Olympia Dukakis in Rose
Olympia Dukakis in Rose

In the case of Martin Sherman’s new play Rose, Gertrude Stein’s oft-repeated phrase “A rose is a rose is a rose” is patently untrue. The character of Rose, as played by Olympia Dukakis in this flamboyantly static one-person show, is a woman who embodies within her lifetime the hue and cry of the century just past. We meet this 80-year old survivor as she’s sitting shiva on a bench. She doesn’t physically rise from that bench until the play is over, but emotions sweep across the stage and over the audience with the tidal wave of her testimony. Her life story is bracketed by the story of a young girl’s shocking murder; both tales define our time and challenge our humanity.

Rose is a Jew, born in the Ukraine.
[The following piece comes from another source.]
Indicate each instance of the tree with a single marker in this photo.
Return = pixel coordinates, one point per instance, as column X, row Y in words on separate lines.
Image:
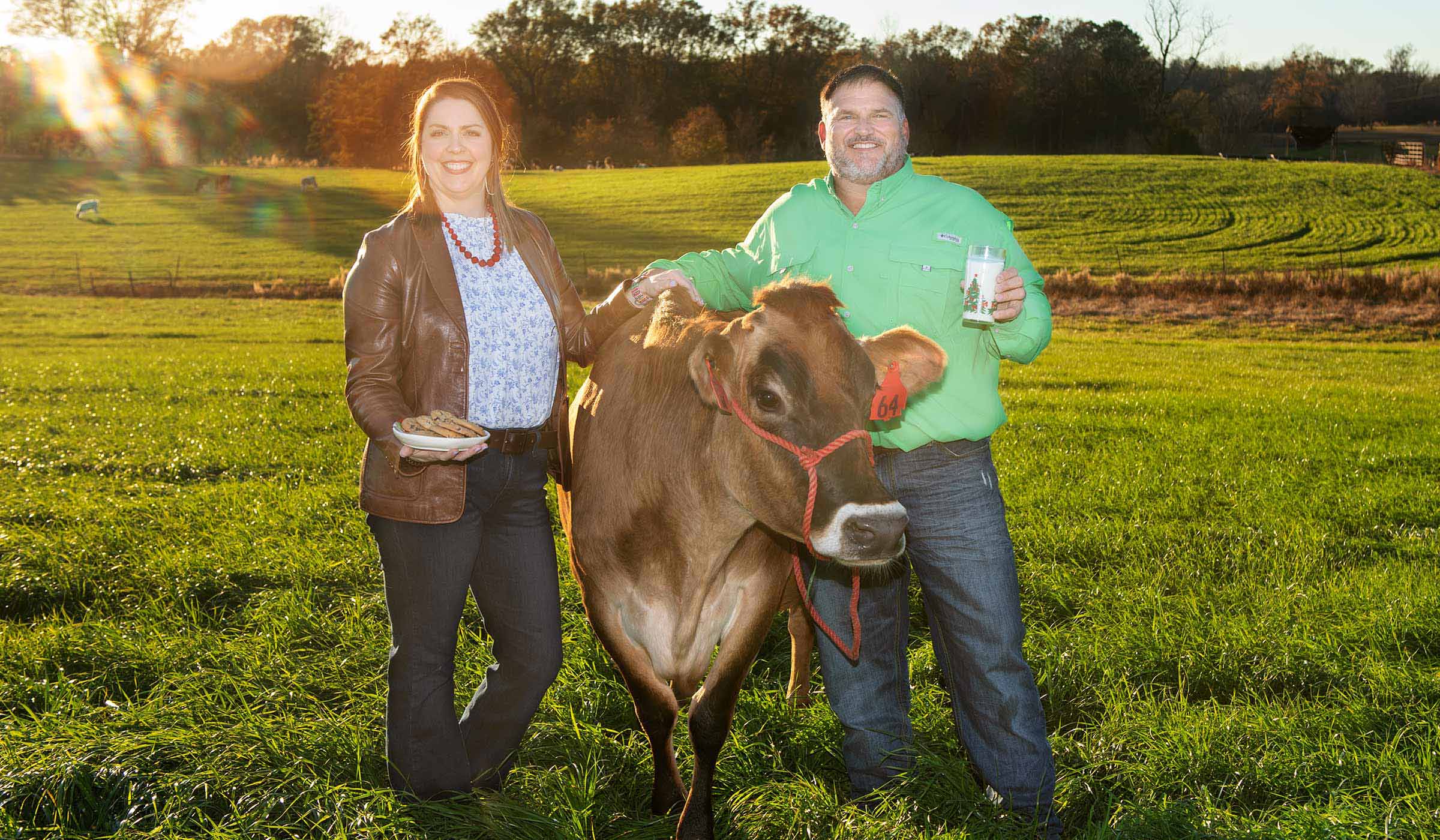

In the course of her eight decades she has survived the Warsaw uprising against the Nazis, sailed on the Exodus to Palestine, thrived in Atlantic City (and, later, Miami Beach), and outlived her husbands, grieving for what was lost and for what might never be learned. Rose is not a creator of history, she is the result of history, an example of the debris of humankind that floats on history’s roiling surface. Rose was compelled to make life-making (or breaking) decisions based on the appeal of a man’s hairless chest, a man begging her to jump off a train, a gunshot she did not see. These and other moments were the turning points of her life; they form the crux of Rose’s narrative.

Sherman is no stranger to the Holocaust and its victims. But, in Rose, the author of Bent takes a broader view of the central horror of the 20th century. In fact, he is so intent upon creating a larger canvas here that he virtually skips over the concentration camps, content to make his points about loss and despair with just a few sharply described moments of the Warsaw uprising. Then the war is over and Rose–like so many others–attempts to put her life back together. In the process, Sherman gives us a heroic tragedy of heartbreaking simplicity. The heroism comes from a life fully led, filled with love, fear, sacrifice, sadness, rueful errors, headstrong choices, and principled decisions.

In the person of Olympia Dukakis, Rose comes to vivid life. Despite the physical constraints placed upon her by the script and Nancy Meckler’s tight direction, Dukakis gives a richly detailed performance. In the relative intimacy of the Lyceum Theatre, she blazes with an undeniable intensity. When she raises her arm, her hand giving us the vaguest insinuation of a pistol, the effect is shattering. When she stares at the audience with grief lining her face, you almost have to turn away in shame. And when she tells us the darkly comic events of her life, her eyes sparkle like black diamonds. But she never gets up.

Some will understandably complain that this lack of movement has a deadening effect upon the play. That’s only true if you don’t give yourself over to Rose’s drama. Again, she is sitting shiva, the Jewish way of grieving for the beloved dead, so it’s thematically imperative that she remain seated throughout the performance. Nor does Dukakis pretend to be a child, a young woman, or any other version of herself (or other people she’s met) in the course of the play. She is always the 80-year-old Rose, telling us her story.

There is a sameness in this approach; but rather than creating a forced theatricality by having Dukakis morph into other characters, Rose–and the play named after her–retain their integrity. In the end, the play asks us to retain ours, as well.